Les visiteurs étrangers subissent parfois des pratiques douteuses.
Dans la capitale française, en particulier dans les zones touristiques, les clients étrangers, notamment ceux en provenance des États-Unis, sont souvent la cible de stratégies d'upselling peu scrupuleuses. Un journaliste du Parisien, accompagné d'un complice, a décidé de vérifier cette réalité en se rendant dans plusieurs établissements à Montmartre. Le duo a constaté que bien que le même repas soit commandé, les additions variaient considérablement selon la nationalité du client.

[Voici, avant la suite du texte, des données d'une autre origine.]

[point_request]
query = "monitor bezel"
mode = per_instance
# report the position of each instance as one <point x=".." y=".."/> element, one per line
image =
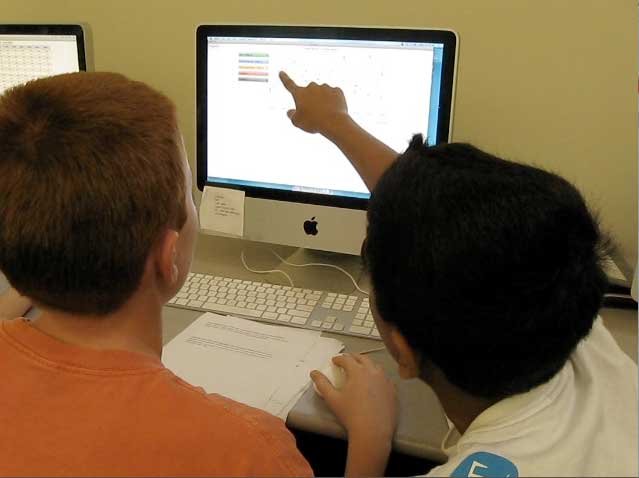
<point x="51" y="29"/>
<point x="446" y="37"/>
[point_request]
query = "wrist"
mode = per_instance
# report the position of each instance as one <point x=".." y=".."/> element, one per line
<point x="367" y="455"/>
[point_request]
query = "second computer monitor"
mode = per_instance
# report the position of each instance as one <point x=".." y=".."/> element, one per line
<point x="28" y="52"/>
<point x="300" y="189"/>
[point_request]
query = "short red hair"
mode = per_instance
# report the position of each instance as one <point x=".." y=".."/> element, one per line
<point x="90" y="176"/>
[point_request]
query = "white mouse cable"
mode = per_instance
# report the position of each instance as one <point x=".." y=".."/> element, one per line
<point x="322" y="265"/>
<point x="290" y="281"/>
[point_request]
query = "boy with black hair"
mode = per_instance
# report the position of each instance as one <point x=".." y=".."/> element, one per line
<point x="487" y="281"/>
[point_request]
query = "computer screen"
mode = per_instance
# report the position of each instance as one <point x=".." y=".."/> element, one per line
<point x="397" y="82"/>
<point x="28" y="52"/>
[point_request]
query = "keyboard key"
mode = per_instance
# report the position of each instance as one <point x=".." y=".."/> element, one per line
<point x="299" y="313"/>
<point x="228" y="309"/>
<point x="360" y="330"/>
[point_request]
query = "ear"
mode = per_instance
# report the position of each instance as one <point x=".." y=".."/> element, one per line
<point x="166" y="258"/>
<point x="407" y="359"/>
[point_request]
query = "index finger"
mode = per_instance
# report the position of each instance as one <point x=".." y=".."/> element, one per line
<point x="288" y="83"/>
<point x="346" y="361"/>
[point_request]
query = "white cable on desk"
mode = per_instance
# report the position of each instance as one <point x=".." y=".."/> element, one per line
<point x="320" y="264"/>
<point x="290" y="281"/>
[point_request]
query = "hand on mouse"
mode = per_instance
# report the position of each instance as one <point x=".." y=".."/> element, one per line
<point x="366" y="404"/>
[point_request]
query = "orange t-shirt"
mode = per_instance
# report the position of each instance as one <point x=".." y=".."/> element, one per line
<point x="68" y="410"/>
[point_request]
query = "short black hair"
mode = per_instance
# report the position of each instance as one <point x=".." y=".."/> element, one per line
<point x="490" y="269"/>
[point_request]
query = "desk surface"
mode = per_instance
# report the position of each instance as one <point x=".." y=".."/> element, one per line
<point x="421" y="424"/>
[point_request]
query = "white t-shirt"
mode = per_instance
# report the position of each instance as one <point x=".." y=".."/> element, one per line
<point x="583" y="422"/>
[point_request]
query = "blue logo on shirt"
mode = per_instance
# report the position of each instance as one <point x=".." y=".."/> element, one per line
<point x="483" y="464"/>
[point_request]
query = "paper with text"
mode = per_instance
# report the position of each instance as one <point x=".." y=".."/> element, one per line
<point x="222" y="211"/>
<point x="261" y="365"/>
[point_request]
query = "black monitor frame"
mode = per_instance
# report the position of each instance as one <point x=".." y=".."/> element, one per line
<point x="50" y="29"/>
<point x="446" y="37"/>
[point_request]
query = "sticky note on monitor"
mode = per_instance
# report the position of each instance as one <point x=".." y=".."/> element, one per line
<point x="222" y="211"/>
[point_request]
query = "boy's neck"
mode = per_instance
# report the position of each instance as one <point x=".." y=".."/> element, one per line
<point x="135" y="327"/>
<point x="461" y="408"/>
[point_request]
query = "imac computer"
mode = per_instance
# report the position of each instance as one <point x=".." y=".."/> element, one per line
<point x="28" y="52"/>
<point x="299" y="188"/>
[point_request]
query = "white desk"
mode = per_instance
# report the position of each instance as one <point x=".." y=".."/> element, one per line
<point x="421" y="425"/>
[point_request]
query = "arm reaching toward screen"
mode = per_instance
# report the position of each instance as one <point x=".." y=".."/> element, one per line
<point x="12" y="304"/>
<point x="322" y="109"/>
<point x="366" y="405"/>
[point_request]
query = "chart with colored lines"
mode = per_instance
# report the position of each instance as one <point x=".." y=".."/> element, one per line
<point x="21" y="63"/>
<point x="253" y="66"/>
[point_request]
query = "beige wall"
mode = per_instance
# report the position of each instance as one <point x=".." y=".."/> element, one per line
<point x="548" y="82"/>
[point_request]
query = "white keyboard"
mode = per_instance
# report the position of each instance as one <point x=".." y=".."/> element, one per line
<point x="306" y="308"/>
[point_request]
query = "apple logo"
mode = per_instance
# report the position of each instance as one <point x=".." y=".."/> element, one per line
<point x="310" y="227"/>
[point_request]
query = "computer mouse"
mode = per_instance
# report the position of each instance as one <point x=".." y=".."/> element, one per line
<point x="335" y="375"/>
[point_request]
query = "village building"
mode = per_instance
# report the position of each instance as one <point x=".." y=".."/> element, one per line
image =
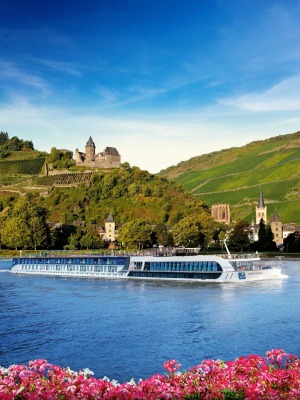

Dans de nombreux cas, les serveurs encouragent le faux touriste américain à laisser un pourboire. Si celui-ci accepte d'ajouter 10 %, le serveur augmente discrètement le montant à 15 % en soumettant lui-même la carte au terminal. Dans une autre brasserie, un serveur affirme même que « le service n'est pas inclus », une indication qui devrait pourtant être claire sur l'addition. Selon Franck Trouet, directeur du Groupement de l'hôtellerie et de la restauration de France (GHR), cela s'apparente à de la « vente forcée ».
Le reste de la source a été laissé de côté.